How to get an inactive RAID device working again?

Solution 1:

For your bonus question:

mdadm --examine --scan >> /etc/mdadm/mdadm.conf

Solution 2:

I have found that I have to add the array manually in /etc/mdadm/mdadm.conf in order to make Linux mount it on reboot. Otherwise I get exactly what you have here - md_d1-devices that are inactive etc.

The conf-file should look like below - i.e. one ARRAY-line for each md-device. In my case the new arrays were missing in this file, but if you have them listed this is probably not a fix to your problem.

# definitions of existing MD arrays
ARRAY /dev/md0 level=raid5 num-devices=3 UUID=f10f5f96:106599e0:a2f56e56:f5d3ad6d
ARRAY /dev/md1 level=raid1 num-devices=2 UUID=aa591bbe:bbbec94d:a2f56e56:f5d3ad6d

Add one array per md-device, and add them after the comment included above, or if no such comment exists, at the end of the file.
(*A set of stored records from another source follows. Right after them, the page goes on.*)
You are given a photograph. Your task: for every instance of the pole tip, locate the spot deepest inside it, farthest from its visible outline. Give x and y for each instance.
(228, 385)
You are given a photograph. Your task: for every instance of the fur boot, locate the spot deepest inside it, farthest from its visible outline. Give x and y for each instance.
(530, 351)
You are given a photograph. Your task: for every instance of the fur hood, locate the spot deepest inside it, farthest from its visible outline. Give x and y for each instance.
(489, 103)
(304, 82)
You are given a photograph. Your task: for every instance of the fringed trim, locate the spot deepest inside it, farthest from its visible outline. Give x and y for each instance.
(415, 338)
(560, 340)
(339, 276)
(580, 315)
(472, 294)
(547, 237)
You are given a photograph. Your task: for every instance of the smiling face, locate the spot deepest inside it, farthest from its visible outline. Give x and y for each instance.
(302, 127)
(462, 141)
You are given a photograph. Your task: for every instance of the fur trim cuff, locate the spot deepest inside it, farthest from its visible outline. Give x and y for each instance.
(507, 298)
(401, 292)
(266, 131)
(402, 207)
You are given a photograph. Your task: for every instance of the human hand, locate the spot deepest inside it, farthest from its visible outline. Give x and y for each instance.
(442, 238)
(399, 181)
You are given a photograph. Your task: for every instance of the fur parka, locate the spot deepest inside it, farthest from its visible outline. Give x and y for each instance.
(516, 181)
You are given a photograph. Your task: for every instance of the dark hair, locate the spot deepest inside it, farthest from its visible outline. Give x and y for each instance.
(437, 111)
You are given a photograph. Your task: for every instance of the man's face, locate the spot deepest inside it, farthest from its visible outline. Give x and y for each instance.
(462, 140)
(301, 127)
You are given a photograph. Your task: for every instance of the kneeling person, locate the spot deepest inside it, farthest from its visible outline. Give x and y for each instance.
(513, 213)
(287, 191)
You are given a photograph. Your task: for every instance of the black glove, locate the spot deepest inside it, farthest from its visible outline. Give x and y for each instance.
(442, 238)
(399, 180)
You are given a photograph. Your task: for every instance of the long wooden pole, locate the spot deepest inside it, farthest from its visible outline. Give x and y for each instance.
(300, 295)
You get the UUIDs by doing sudo mdadm -E --scan:

$ sudo mdadm -E --scan
ARRAY /dev/md0 level=raid5 num-devices=3 UUID=f10f5f96:106599e0:a2f56e56:f5d3ad6d
ARRAY /dev/md1 level=raid1 num-devices=2 UUID=aa591bbe:bbbec94d:a2f56e56:f5d3ad6d

As you can see you can pretty much just copy the output from the scan-result into the file.

I run ubuntu desktop 10.04 LTS, and as far as I remember this behavior differs from the server version of Ubuntu, however it was such a long time ago I created my md-devices on the server I may be wrong. It may also be that I just missed some option.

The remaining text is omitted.